Reflecting upon the past, it feels like Student Bodies (1981) was made during the early part of the Slasher Age when we had yet to see the majority of films that were coming. However, what we had seen by then were the true, iconic classics, which makes this spoof of only a handful of them so powerful. Student Bodies stays focused on the tropes that make a Slasher a Slasher, beats all the dead horses, yet tells a consistently funny story.
For example, we knew by 1981 that in a Slasher, young adults were punished for having sex. Every murder in Student Bodies occurs when young adults are preparing to have sex. (Further, prior to them having sex, the male leaves to get “protection,” making the female a sitting duck and allowing him to discover her body before being killed himself.) The whole motive for the killer, thus creating a multitude of suspects, is disapproval of young adults having sex.
We knew by 1981 that Jamie Lee Curtis, with Halloween, The Fog, Prom Night, and Terror Train under her belt (with Road Games and Halloween II around the corner) was the queen of scream queens. Therefore, during the opening, a hilarious version of the opening of Halloween, captions appear at the bottom of the screen… first, “Halloween.” Then, “Friday the13th.” Then, finally, “Jamie Lee Curtis’ Birthday.”
We also knew by 1981 that when the phone rang while the babysitter sits on the couch in a dark room with the children asleep upstairs, you shouldn’t answer it. First, you may hear a heavy breather. Then, he may speak cryptically. Throughout the course of the movie, anytime someone picks up a phone anyplace, that heavy breather may even still be on the line. Plus, his drool may physically drip from the receiver.
I could go on and on.

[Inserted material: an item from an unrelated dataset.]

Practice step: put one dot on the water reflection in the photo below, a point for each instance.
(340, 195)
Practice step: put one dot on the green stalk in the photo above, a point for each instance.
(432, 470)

I debate whether someone who isn’t familiar with these tropes would enjoy Student Bodies as much as I did. However, is there anyone who isn’t by now familiar with these tropes? Does someone not familiar with disaster in the sky movies enjoy Airplane? It was released a year earlier, allowing Student Bodies to capitalize on not just one, but two film subgenres.
Student Bodies was funded by Paramount Pictures during a writers’ strike when the studio needed movies to release. While the pseudonym “Alan Smithee” all over a film usually means someone didn’t want to be associated with it, here it represents someone who crossed the picket line to work on it and wanted to remain anonymous. Director Michael Ritchie had made some good films in the 1970s: Prime Cut, The Candidate, and The Bad News Bears among them.
The credited director, Mickey Rose, was a writer who had worked with some of the best comedians: Sid Caesar, Woody Allen, Tim Conway, and Jonathan Winters among them. Otherwise, I don’t recognize many other names from the list of participants in the film… just like a Slasher (at the time.) Student Bodies has a low budget feel with some questionable acting… just like a Slasher. It’s just like a Slasher in many ways, except funny.
Then again, some Slashers are funny, intentionally or not. Those came later, though, when the movies became parodies of themselves and didn’t need spoofs. Post-1981 and the original core of classics, Jason took Manhattan and Freddy cracked wise. I laughed during every minute of Student Bodies. I admire its commitment to the concept. I appreciate it more now than I ever have as the knowledge I’ve gained about horror movies has collectively given me much more to make me smile.